I have been on a lot of brewery tours. In Halifax in the early 1980s it was a euphemism for college kids being locked into a room at the brewery and given all the beer they could down in a Friday afternoon hour. More recently, it's the chance to hear craft brewers explain their processes. At one Japanese brewery, however, it's now a chance to test out their equipment and your own ideas:
Soon they called our group, and we entered the brewing room. Our brewmaster sat us at a picnic table and brought us more beer. She asked us to taste all of their standard brews and choose one to use as a base for our own beer. We chose an amber ale and increased the alcohol content by adding more sugar, in the form of grain, for fermentation.

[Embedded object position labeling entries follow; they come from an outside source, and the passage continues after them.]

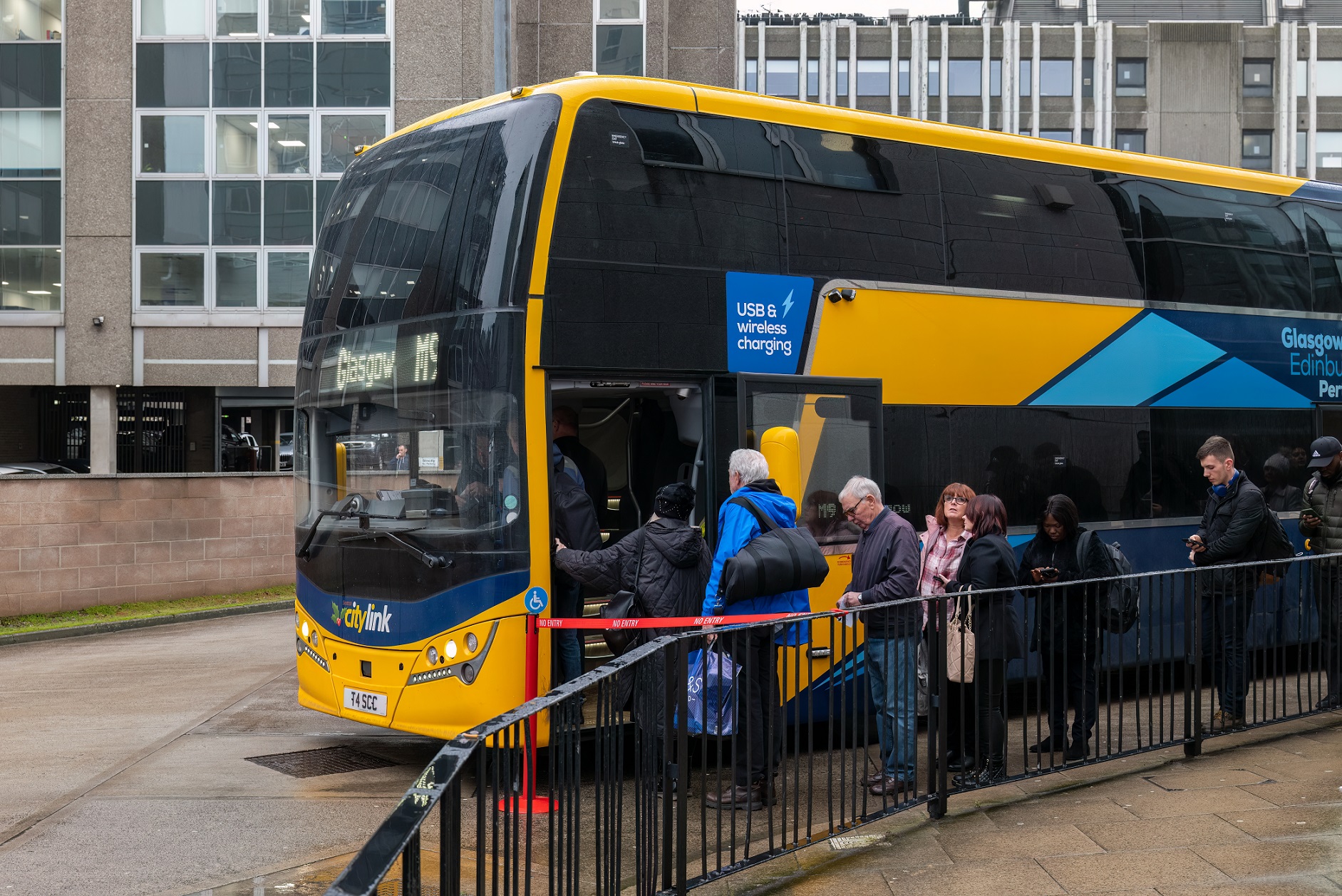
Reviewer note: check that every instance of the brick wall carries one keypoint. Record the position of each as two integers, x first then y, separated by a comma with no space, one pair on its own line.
81,541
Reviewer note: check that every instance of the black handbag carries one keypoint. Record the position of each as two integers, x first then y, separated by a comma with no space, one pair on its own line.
621,607
776,561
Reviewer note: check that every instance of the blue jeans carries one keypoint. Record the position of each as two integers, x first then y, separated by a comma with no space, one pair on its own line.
893,672
1226,622
568,647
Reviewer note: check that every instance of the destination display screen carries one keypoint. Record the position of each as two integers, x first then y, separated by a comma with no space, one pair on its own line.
378,360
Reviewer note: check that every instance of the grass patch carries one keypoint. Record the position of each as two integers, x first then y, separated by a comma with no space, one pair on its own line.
140,611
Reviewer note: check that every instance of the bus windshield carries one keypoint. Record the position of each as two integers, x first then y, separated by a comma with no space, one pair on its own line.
410,377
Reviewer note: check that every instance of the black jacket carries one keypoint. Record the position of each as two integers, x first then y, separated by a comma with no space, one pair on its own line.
676,569
1066,613
591,467
884,567
1227,529
989,562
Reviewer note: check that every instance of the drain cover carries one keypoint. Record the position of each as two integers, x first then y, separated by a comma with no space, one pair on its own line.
328,761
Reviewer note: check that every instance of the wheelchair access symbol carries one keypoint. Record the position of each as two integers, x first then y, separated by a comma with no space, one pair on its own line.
537,600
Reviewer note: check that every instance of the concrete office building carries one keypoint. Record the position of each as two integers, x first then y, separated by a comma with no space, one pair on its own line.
1254,83
164,167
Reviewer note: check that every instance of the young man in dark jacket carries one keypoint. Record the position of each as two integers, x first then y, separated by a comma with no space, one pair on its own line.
1235,510
884,569
1321,522
574,525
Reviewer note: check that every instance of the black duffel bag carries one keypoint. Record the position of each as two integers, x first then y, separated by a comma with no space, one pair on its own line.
776,561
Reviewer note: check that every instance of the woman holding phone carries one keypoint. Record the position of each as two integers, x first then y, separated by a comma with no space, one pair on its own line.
989,564
1066,632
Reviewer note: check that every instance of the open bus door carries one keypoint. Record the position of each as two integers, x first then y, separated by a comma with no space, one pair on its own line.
817,432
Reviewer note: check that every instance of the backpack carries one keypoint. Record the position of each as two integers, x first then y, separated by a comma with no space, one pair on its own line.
1271,542
776,561
1115,600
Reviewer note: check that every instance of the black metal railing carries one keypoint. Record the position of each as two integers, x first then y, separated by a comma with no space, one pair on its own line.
635,786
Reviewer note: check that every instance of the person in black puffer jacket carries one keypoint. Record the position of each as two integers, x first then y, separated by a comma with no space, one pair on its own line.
989,562
676,564
1066,628
1235,510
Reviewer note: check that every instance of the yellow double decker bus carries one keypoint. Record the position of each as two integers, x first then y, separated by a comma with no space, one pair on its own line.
688,269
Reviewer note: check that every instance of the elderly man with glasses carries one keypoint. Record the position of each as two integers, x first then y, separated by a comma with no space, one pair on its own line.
884,569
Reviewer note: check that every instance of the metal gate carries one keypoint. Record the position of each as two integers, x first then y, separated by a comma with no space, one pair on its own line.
150,431
65,427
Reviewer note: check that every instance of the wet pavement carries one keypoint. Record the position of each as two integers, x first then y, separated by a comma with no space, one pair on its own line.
126,766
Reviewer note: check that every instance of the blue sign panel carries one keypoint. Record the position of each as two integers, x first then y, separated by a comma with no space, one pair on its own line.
537,600
767,318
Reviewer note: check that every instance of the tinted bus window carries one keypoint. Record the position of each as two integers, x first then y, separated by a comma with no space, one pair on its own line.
1114,463
1204,244
1016,225
863,208
435,220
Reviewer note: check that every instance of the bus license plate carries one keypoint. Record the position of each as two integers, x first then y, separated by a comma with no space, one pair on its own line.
366,702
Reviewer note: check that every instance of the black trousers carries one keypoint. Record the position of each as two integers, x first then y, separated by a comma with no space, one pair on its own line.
755,748
1328,597
1067,667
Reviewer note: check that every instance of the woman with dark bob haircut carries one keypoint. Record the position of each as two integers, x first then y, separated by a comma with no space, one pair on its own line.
988,564
1066,628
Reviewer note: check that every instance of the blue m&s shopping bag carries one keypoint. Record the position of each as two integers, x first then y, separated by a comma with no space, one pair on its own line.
711,692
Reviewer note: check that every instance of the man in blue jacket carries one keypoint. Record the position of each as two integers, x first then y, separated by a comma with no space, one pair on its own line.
755,649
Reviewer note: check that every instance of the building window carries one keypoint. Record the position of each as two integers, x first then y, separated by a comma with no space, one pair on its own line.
618,45
1258,150
1328,155
1055,77
1130,141
1328,78
31,156
1130,78
780,78
240,138
965,78
1258,77
872,77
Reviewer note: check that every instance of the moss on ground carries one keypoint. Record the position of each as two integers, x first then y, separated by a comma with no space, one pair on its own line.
140,611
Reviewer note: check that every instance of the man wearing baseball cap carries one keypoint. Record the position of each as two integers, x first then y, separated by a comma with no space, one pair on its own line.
1321,522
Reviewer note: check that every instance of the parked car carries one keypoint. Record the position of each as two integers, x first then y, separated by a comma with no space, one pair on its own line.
287,451
238,451
34,468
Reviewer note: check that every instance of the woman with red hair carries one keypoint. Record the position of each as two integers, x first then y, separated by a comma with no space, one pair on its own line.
989,564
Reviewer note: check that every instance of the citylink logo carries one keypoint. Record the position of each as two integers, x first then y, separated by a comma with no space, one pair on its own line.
364,619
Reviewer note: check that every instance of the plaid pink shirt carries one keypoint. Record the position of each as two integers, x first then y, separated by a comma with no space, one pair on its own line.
941,557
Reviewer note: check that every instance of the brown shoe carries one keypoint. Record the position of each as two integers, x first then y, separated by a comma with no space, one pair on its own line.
738,797
889,786
1224,721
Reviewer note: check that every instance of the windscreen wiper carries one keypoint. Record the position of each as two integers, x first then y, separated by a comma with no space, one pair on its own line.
433,561
349,511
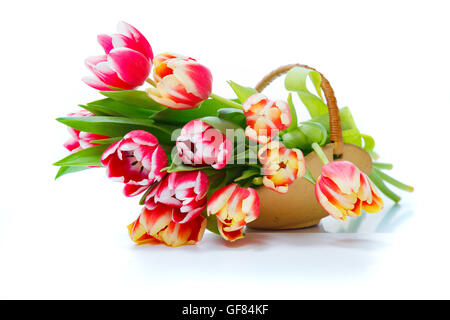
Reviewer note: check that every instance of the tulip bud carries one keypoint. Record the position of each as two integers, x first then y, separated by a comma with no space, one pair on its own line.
343,190
136,160
126,63
181,82
200,144
234,207
156,226
281,166
265,118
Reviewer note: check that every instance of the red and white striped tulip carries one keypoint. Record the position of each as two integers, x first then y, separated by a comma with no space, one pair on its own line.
200,144
136,160
281,165
265,118
185,191
234,207
126,63
79,139
156,226
181,82
343,190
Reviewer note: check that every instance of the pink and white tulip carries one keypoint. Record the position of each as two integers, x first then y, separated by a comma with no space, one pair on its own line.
81,140
156,226
181,82
234,207
126,63
200,144
265,118
281,165
185,191
136,160
343,190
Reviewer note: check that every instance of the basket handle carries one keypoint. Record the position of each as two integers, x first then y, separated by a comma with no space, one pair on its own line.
333,110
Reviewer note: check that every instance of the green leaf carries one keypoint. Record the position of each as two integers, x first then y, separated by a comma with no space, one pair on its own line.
94,110
243,93
112,107
382,187
248,173
352,136
208,107
134,97
211,223
118,126
369,142
69,169
381,165
86,157
393,181
294,118
305,135
234,115
296,81
106,141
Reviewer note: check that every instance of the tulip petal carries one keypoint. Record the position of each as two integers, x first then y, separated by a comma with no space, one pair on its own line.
131,66
345,174
140,43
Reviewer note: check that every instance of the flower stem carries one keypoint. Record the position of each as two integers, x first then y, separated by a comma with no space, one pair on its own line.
148,80
320,152
230,103
393,181
382,187
381,165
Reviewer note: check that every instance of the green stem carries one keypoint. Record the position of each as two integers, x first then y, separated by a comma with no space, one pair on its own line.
309,177
393,181
383,188
230,103
381,165
320,152
148,80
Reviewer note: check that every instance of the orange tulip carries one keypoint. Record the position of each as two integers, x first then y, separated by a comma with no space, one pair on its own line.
281,165
343,190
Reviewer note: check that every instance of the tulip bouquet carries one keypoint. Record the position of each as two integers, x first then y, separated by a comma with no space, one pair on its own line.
197,159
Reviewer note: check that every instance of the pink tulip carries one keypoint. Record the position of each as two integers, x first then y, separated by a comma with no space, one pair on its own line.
200,144
81,140
136,160
185,191
343,190
126,63
234,207
181,82
156,226
281,165
265,117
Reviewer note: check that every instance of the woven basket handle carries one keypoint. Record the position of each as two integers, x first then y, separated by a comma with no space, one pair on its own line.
333,110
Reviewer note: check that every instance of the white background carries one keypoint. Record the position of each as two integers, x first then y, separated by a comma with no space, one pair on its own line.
387,61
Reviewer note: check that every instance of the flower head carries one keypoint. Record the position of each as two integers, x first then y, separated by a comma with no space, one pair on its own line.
126,62
136,160
234,207
185,191
156,226
181,82
265,118
200,144
343,190
281,165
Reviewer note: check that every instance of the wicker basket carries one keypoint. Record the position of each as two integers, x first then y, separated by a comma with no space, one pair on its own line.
298,208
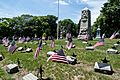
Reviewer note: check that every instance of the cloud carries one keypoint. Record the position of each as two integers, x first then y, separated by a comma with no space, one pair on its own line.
62,2
84,0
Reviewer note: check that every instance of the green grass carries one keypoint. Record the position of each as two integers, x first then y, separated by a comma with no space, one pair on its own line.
60,71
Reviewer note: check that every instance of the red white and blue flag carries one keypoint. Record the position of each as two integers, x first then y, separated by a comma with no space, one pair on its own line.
12,47
38,49
58,58
114,35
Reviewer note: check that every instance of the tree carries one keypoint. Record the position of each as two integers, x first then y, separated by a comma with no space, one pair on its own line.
68,26
109,19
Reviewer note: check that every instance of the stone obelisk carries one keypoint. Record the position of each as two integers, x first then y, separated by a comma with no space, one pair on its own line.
85,24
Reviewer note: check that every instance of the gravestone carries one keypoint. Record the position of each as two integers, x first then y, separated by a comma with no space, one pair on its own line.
1,57
98,33
39,74
85,24
103,67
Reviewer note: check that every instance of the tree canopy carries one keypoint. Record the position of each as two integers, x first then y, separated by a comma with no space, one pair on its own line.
28,25
109,19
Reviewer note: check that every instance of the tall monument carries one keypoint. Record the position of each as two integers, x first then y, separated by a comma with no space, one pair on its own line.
85,24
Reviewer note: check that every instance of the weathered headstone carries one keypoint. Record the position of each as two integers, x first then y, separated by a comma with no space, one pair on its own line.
85,24
1,57
103,67
12,68
98,33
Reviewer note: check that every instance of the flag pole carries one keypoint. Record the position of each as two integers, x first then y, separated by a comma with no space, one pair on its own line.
58,23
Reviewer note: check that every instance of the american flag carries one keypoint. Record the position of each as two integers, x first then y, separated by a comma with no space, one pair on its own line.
69,45
5,41
114,35
52,42
12,47
58,58
38,50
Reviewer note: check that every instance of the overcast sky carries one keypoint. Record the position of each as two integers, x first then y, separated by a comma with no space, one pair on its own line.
68,8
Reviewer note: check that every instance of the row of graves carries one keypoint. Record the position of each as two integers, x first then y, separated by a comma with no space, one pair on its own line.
58,56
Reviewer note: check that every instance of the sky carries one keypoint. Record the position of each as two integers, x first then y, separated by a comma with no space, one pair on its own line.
68,9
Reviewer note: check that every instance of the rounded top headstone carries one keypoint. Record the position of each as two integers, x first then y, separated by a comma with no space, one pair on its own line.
85,9
98,29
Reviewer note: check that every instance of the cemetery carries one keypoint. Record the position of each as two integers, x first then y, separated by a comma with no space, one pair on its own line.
34,47
84,68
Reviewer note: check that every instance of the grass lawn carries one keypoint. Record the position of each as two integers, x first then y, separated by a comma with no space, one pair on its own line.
61,71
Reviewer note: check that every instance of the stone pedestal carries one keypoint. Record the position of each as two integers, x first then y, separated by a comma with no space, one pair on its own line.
98,33
85,24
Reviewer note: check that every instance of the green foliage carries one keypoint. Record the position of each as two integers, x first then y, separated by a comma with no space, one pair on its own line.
109,19
61,71
67,25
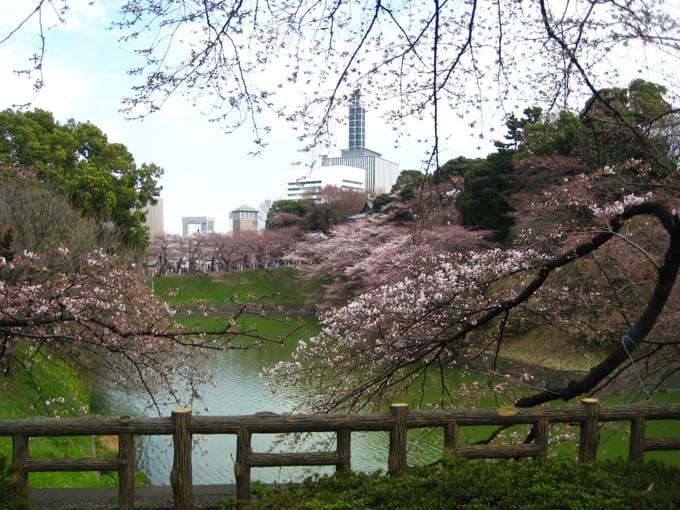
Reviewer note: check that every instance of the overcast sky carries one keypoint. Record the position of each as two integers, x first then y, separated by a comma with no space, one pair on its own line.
207,172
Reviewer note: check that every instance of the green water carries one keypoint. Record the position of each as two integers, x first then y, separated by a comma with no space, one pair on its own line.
240,389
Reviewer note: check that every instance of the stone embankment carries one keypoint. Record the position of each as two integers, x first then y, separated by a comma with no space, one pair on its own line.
206,497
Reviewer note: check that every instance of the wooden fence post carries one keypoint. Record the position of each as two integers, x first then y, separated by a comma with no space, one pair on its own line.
589,436
180,476
450,439
242,467
126,469
19,456
396,462
344,450
541,437
636,451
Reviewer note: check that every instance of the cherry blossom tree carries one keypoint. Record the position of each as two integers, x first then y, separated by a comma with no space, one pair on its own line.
412,60
88,307
606,275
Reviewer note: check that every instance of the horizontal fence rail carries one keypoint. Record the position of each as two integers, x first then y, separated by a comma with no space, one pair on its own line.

We also increased the amount of hops added to bring up the bitterness and add more flavor. The whole process took about four hours and we did all the important things ourselves. We measured out the grain, milled it, threw it in a pot and boiled it. There were even tasks — as our brewmaster warned us — that, if done incorrectly, would allow bacteria to contaminate our beer.
I like this concept - even if the cost of $235 for a delivery of 15 litres of beer seems a bit much. But for all I know that might be the cost of a donut and coffee there, too. The brewery in question is no dud - the Kiuchi Brewery in central Ibaraki Prefecture is the maker of the Hitachino Nest line of craft beer imported into North America like this stout and this wit I had a few years back.
Could it happen here? I don't know. There are likely 15,387 regulations between here and there but what a great way to reach out to your customers and to let them know how your business works.